Paxton Creek Interceptor (PCI) conveys combined sewage from over half the City, Susquehanna, and Lower Paxton Townships to Front Street Pump Station. After several thorough investigations, it was determined that the 1902 cast-in-place concrete pipe is severely compromised with visible defects (exposed rebar, cracks, and voids) throughout the 13,500-LF alignment. The Paxton Creek Interceptor is vital to the overall functionality and effectiveness of CRW’s sewer collection system and must be rehabilitated.
The project will rehabilitate the entire interceptor to address defects and structurally reinforce the pipe back to full strength.
The Paxton Creek Interceptor plays a crucial role in the sewer collection system in Harrisburg, PA, for several reasons:
- Flow Conveyance: The interceptor serves as a major conduit for transporting wastewater, including sewage and stormwater, from various parts of the city to the treatment facilities. It facilitates the efficient flow of collected wastewater to the treatment plant.
- System Integration: Paxton Creek Interceptor integrates multiple smaller sewer lines and tributaries into a centralized system. This consolidation enhances the overall effectiveness of the underground sewer collection network in Harrisburg.
- Capacity Management: As an integral component of the sewer system, the interceptor helps manage the capacity of the overall network. It ensures that the flow of wastewater is controlled and directed appropriately, preventing overflows and system failures.
- Flood Prevention: By effectively conveying stormwater, especially during heavy rainfall, the interceptor helps prevent local flooding and reduces the risk of sewage overflow into streets or residential areas. This is crucial for protecting public health and preventing property damage.

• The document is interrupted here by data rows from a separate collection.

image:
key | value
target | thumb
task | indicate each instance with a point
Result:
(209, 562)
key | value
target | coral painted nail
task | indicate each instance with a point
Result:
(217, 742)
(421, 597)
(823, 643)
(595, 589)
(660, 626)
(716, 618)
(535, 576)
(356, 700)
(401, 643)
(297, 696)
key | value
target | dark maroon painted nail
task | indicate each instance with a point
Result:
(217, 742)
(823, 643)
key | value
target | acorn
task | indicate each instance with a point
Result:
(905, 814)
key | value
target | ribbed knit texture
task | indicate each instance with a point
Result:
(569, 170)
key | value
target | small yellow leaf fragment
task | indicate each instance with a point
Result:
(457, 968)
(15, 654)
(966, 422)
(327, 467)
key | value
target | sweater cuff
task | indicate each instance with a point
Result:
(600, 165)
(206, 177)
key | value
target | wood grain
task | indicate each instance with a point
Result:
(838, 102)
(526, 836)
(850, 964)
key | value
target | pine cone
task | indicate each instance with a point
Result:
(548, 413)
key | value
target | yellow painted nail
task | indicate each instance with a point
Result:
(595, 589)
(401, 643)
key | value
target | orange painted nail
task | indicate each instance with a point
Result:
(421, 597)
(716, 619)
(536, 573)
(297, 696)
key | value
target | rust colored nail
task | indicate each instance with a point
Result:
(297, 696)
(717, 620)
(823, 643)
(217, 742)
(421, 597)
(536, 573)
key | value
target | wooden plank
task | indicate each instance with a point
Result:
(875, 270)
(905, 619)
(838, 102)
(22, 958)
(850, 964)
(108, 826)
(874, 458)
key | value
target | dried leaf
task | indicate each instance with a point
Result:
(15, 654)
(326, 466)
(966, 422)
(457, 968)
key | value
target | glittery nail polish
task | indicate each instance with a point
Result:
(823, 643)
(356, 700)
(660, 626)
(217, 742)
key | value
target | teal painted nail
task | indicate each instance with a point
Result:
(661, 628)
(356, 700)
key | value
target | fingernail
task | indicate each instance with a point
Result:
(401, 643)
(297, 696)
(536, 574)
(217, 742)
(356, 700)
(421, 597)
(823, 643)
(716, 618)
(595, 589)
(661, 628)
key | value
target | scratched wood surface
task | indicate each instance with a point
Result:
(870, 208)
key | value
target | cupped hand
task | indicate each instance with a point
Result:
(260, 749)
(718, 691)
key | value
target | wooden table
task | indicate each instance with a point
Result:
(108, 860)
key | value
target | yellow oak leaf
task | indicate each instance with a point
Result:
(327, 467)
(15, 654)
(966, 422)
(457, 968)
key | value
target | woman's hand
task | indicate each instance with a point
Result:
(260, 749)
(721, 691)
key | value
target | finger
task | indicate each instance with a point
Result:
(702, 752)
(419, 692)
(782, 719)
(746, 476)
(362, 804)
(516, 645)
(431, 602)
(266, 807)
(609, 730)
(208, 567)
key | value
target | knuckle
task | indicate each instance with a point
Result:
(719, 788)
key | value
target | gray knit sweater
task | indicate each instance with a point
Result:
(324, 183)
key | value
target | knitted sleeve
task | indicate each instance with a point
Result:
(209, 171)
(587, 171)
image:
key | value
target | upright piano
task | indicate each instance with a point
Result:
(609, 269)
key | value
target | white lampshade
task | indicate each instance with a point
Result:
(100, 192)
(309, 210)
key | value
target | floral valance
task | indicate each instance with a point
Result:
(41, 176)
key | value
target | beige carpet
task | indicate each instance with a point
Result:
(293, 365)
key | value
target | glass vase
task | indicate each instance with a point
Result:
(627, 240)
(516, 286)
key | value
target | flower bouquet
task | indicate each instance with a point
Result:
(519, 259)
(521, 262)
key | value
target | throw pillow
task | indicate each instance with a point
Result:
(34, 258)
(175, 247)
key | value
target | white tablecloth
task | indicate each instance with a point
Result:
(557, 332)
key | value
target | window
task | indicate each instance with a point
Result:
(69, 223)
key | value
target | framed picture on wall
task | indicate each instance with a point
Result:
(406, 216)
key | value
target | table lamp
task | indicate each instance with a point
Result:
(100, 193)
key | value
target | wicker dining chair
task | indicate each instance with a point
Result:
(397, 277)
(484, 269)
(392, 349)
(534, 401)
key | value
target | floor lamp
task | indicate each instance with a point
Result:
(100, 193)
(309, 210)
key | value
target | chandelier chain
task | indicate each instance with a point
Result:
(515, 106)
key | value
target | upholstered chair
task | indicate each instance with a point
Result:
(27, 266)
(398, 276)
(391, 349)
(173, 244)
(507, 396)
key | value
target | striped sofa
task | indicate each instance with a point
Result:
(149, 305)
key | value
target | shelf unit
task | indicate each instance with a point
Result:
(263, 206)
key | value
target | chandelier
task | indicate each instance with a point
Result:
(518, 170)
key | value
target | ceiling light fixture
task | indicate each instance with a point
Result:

- Environmental Protection: The proper functioning of the Paxton Creek Interceptor helps to safeguard local waterways and ecosystems. By preventing overflows and controlling the discharge of wastewater, it helps maintain water quality standards and protects the environment as a whole.
CRW designed and bid for the full restoration in 2017/2018. Upon taking the line out of service with a bypass pumping operation, it was revealed that the line is much more severely damaged than observable in 2013 & 2016 while in service. The rehabilitation work, now much more extensive, has been impacted by the extreme wet weather experienced in 2018, and progress has been limited. CRW terminated the existing contract effective 12/2018. The project will be reevaluated using replacement or the slip lining rehabilitation method.
The project will be financed from 2017 series bonds/cash.